The boundary conditions of case I allow fluid passage from the inner osteon wall and none across the outer elastic constrained wall. It can be assumed that the environmental liquid around the osteon can automatically produce physiological pressure on the cement surface to balance the pore pressure [33]. This boundary condition suggests that pore pressure is equal to the pressure of physiological liquid around the osteon. In case II, the fluid can freely passage from the inner wall but none across the outer wall, which is almost impossible or unrealistic for the osteon, while, it might be applicable and helpful for geomechanic engineering problems. In this case, the osteon cement surface is supposed to be perfectly rigid without fluid flowing through this surface (impermeable). This displacement boundary is an essential condition to obtain the analytical solutions. This assumption, which has been used in previous studies, may be rough and strong [1823]. Superficially, case I seems closer to the physiological state than case II. Besides, as shown in Fig. 7, both the FFR and FSS induced in case II are larger (approximately 6.7 times) than those of case I.

In the model of Literature [6], the porous matrix medium is treated as isotropic material, while ours is transversely isotropic (osteon). They describe the fluid annulus surrounding the osteocytic process by a Brinkman equation for a fiber filled medium, while in our model its Navier–Stokes momentum equation. In our model, we disregarded the effects of fluid exchange in the lacuna and fiber matrix and focus on the first physical effects of canalicular fluid transport behavior—shear stress. Though their model seems more accurate, it is complicated and do not linking of cyclic mechanical loading on osteon scale to the fluid flow in the canaliculi scale. There are some unaddressed controversies in the view of morphology and anatomy. Such as theory must be a osteocyte processes fiber lays in the canaliculi and how many fibers each canaliculi contains? These issues have a large extent affecting the modelling method.

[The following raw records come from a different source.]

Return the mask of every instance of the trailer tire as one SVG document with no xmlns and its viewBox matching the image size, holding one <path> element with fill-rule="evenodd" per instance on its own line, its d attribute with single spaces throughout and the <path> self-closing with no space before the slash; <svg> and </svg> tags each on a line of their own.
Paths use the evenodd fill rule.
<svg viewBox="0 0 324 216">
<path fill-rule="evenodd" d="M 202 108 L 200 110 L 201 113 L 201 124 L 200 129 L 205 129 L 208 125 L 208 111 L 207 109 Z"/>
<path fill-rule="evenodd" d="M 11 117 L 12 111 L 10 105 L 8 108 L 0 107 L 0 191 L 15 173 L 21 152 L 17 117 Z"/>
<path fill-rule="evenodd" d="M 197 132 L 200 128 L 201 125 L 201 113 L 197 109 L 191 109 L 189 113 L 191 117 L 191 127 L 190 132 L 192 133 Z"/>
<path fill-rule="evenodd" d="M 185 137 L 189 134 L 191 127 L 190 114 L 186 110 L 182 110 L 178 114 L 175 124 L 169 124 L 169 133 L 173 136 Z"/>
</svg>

Strain-derived interstitial fluid stimuli, such as FSS [6] and fluid pressure gradient [46], serve an important function in bone mechanotransduction. Some other phenomena, such as piezoelectricity [47, 48], streaming potential [36, 49, 50], and chemotransport [51] in the PLC have also been postulated as mechanotransduction mechanisms for positive bone adaptation. Hence, further works, such as calculating these coupled physical effects generalized in the canaliculi and their role in cell response, need to be conducted.

The Hierarchical modeling processes have several limitations: (1) The proposed osteon boundary cases are the idealization of physiological conditions. (2) Every canaliculus is assumed to straightly run across the osteon wall and neglect the effect of lacuna. (3) A homogenized distribution of the canaliculus leads the permeability to be a constant. (4) One-dimensional (only longitudinal velocity component) canalicular fluid flow is considered.

Conclusions

This hierarchical model firstly provides the analytical estimate of canalicular fluid flows in an axial loaded osteon. At the canaliculus scale, the fluid flow is described by a Stokes equation and its directly stimuli effect—FSS is focused on. This approach will enhance the evaluation of canalicular fluid flow related to bone mechanotransduction, and could also potentially account for other geological engineering problems. Despite the limitations of this study, the following conclusions are drawn:

  1. I.

    The amplitudes of FFR and FSS are proportional to the strain amplitude and frequency. However, the key loading factor governing the FFR and FSS is the strain rate and it can be considered as a representative loading parameter in a physiological state.

  2. II.

    The larger canalicular radius is, the larger FFRA and FSSA generalized, and the FSSA is proportional to the canalicular radius.

  3. III.

    At the osteon scale, both the FFRAs and FSSAs experience a monotonic decrease as permeability increases.

  4. IV.

    Both the FFR and FSS produced in case II (displacement confined osteon outer wall) are larger (approximately 6.7 times) than those of case I (elastic restrained osteon outer wall).